Review: Batman #17


BM_Cv17Scott Snyder and Greg Capullo finally bring us the finale to Death of the Family.  Does it live up to the issues before it?  Yes, and then some.

Spoiler alert for every issue of the Death of the Family event.

It is quite difficult to find a problem in Batman #17.  Snyder sets the tone impecibbly.  The reader is terrified for Batman’s life, even though we know he won’t die.  In comics today, where we have solicitations months in advance, this becomes harder and harder to achieve  The same goes for the rest of the Bat-family.  When it comes to Batman and his status quo, it’s hard to have lasting ramifications from events.  They can’t be like Marvel’s, which are undone by the next event.  Instead, Snyder goes for smaller, personal ramifications.  I’ve been reading Nightwing and Batgirl, and the last few pages make me more excited for those titles than I was in before reading this issue.  Batman is a hero that always has a plan, but Snyder writes one hell of an unprepared Batman.  Bruce is having a hard time keeping his emotions in check, leaving the reader genuinely clueless to what he is going to do to the Joker.  That is a Batman I want to read more of.

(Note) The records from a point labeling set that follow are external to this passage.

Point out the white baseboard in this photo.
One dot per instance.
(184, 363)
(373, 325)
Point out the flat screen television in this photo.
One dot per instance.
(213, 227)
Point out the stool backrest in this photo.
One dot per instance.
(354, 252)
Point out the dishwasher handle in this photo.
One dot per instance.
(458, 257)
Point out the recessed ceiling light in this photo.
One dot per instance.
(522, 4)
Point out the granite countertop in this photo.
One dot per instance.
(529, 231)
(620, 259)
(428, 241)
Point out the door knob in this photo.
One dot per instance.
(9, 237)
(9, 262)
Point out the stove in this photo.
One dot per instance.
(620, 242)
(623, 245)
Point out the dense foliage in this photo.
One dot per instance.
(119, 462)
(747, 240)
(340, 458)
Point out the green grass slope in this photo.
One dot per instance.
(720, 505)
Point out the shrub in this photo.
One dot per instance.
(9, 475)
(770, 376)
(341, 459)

The thing that I will take away from this issue though is the way that Snyder writes the Joker/Batman relationship.  Many writers have written them as two sides of the same coin, and both insane.  But Snyder’s writing adds a layer of love to the relationship.  The Joker actually loves Batman in a way.  It goes back to “you can’t have one without the other,” but it also goes deeper than that.  Joker sees Batman as his soul mate.  He would love to spend the rest of his life with Batman, even if it they spent it kicking the crap out of each other.  Snyder puts this into Bruce’s dialogue as well, although it isn’t as strong as Joker’s,  The flashback scene only reinforces this, as Joker doesn’t acknowledge the person he “loves.”  When the family go their separate ways, Snyder seems to write Bruce as someone who just got out of an abusive relationship.  He is on the other side, and can acknowledge that the old ways were not working.  It is a very interesting plot development, and one that I hope other writers build upon, be it Snyder or someone else.

Capullo turns out one of the best issues of his career.  The actions flows like a dream, and every character is full of life and personality.  When the Joker starts to show his love for Batman, Capullo shows the Joker’s heart breaking in his eyes.  The creepy heart diagram with the faces is disgusting, but you can’t look away.  Many writers have said that the Joker is dead in the eyes, but it has never been conveyed this way.  When the Joker looks at Bruce outside of his costume, there is nothing but emptiness.  As if he was hoping to see his lover when he turned around, but is disappointed instead.  When Bruce is talking to Alfred near the end, Capullo sells Bruce’s realization.  It is a combination of disappointment, resolve, and determination.  Bruce hates what he has done to his family, and needs to do better next time.

Batman #17 is going to be one of the best issues of the year.  If you haven’t been reading Death of the Family, go pick up the issue right away.  The Bat-books know how to do an event.